Ese cantante era Bobi Wine, el hombre que ahora representa la mayor amenaza para el régimen de Museveni. Su movimiento de Poder Popular se ha caracterizado, con diversos grados de precisión, como una rebelión juvenil, una lucha por la libertad o un rechazo al dominio bahima. Pero también es, significativamente, una revuelta de clases. Bobi Wine, cuya familia había caído en el ghetto y que hace mucho tiempo que se ha escapado, es el gran rapsodista de la vida del gueto, de sus indignidades, de su promesa. “Nacido del bullicio”, como él mismo ha dicho.
El mensaje está en la música. En «Ghetto», publicado antes de una cumbre de líderes de la Commonwealth en Kampala: «Ahora vean en Katwe que el día que llega la Reina, el pobre es retirado». En “Kikomando”, llamado así por un bocadillo barato de frijoles y chapatti: “A veces duermes con hambre, a veces comes kikomando / y piensas que Dios se olvidó de ti / los ricos son muchos y conducen autos / comen pollo pero no tiene sabor.» En «Situka», la obertura de 2016 a su carrera política: «Cuando los líderes se convierten en engañadores y los mentores se convierten en torturadores / cuando la libertad de expresión se convierte en un objetivo de represión / la oposición se convierte en nuestra posición».

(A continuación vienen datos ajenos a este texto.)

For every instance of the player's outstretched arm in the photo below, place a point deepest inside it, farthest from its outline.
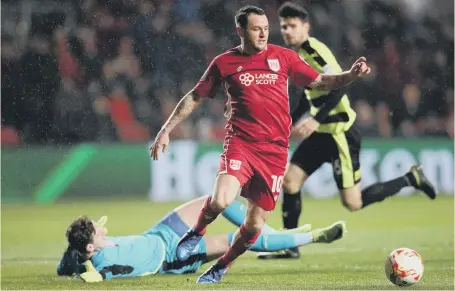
(327, 82)
(184, 108)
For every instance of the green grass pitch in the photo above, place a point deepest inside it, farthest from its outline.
(33, 240)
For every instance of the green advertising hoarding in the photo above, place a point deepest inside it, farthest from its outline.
(189, 168)
(85, 171)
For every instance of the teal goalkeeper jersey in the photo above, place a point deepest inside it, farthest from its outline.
(130, 256)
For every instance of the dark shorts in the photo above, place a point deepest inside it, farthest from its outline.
(342, 150)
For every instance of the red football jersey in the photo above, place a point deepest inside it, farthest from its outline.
(256, 90)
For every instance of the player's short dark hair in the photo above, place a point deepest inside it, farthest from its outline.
(290, 9)
(80, 234)
(241, 17)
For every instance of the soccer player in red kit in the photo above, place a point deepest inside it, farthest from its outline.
(254, 77)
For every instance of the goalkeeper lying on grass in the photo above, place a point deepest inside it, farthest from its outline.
(95, 257)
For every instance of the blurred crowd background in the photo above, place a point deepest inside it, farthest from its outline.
(113, 70)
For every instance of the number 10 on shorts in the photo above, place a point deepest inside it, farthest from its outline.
(277, 183)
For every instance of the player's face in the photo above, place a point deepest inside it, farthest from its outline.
(98, 237)
(257, 32)
(294, 31)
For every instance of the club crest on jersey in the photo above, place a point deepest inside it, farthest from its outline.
(274, 65)
(235, 164)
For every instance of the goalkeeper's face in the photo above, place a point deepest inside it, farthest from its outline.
(98, 237)
(256, 33)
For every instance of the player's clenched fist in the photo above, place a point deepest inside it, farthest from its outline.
(161, 142)
(360, 67)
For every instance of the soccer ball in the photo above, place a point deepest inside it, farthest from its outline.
(404, 267)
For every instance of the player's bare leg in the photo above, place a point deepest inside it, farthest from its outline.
(225, 191)
(244, 237)
(355, 199)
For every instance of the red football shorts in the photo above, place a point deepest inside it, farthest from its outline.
(259, 167)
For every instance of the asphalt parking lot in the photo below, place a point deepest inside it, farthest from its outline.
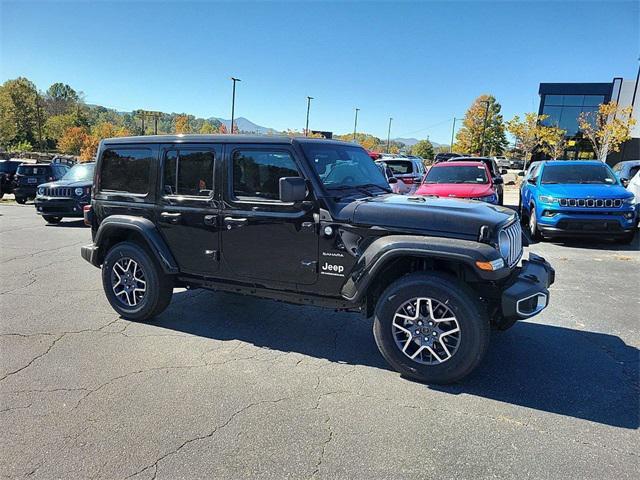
(225, 386)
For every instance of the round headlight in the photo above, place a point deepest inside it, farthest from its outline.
(504, 245)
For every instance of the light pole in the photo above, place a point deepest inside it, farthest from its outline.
(453, 131)
(306, 128)
(355, 125)
(233, 101)
(484, 125)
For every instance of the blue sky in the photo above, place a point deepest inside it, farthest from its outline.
(419, 62)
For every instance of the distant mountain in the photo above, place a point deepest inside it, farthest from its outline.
(245, 125)
(410, 142)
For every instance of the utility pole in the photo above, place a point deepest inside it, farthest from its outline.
(233, 100)
(484, 125)
(453, 131)
(355, 125)
(306, 128)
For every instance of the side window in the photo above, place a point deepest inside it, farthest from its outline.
(126, 170)
(188, 173)
(256, 173)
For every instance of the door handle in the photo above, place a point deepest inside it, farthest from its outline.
(231, 222)
(168, 217)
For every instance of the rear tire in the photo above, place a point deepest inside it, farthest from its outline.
(446, 295)
(134, 283)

Estas canciones eran una afirmación de todos aquellos que habían sido derribados, encajonados, excluidos. Hombres jóvenes como Rajabu Bukenya, del gueto de Bwaise, propenso a las inundaciones, en el norte de Kampala. Ligero y de barba pulcra, se presentó a mí por su nombre de calle: «Rasta Man e Bwaise Mulya Kimu» (Rasta Man en Bwaise que come una vez al día). Abandonó los estudios en el tercer grado de la escuela secundaria, sin poder pagar las tarifas, y encontró trabajo como portero, cargando arena y ladrillos. Actualmente tiene una pequeña lavandería y pasa su tiempo libre llamando a estaciones de radio con los diez teléfonos que lleva en el bolsillo.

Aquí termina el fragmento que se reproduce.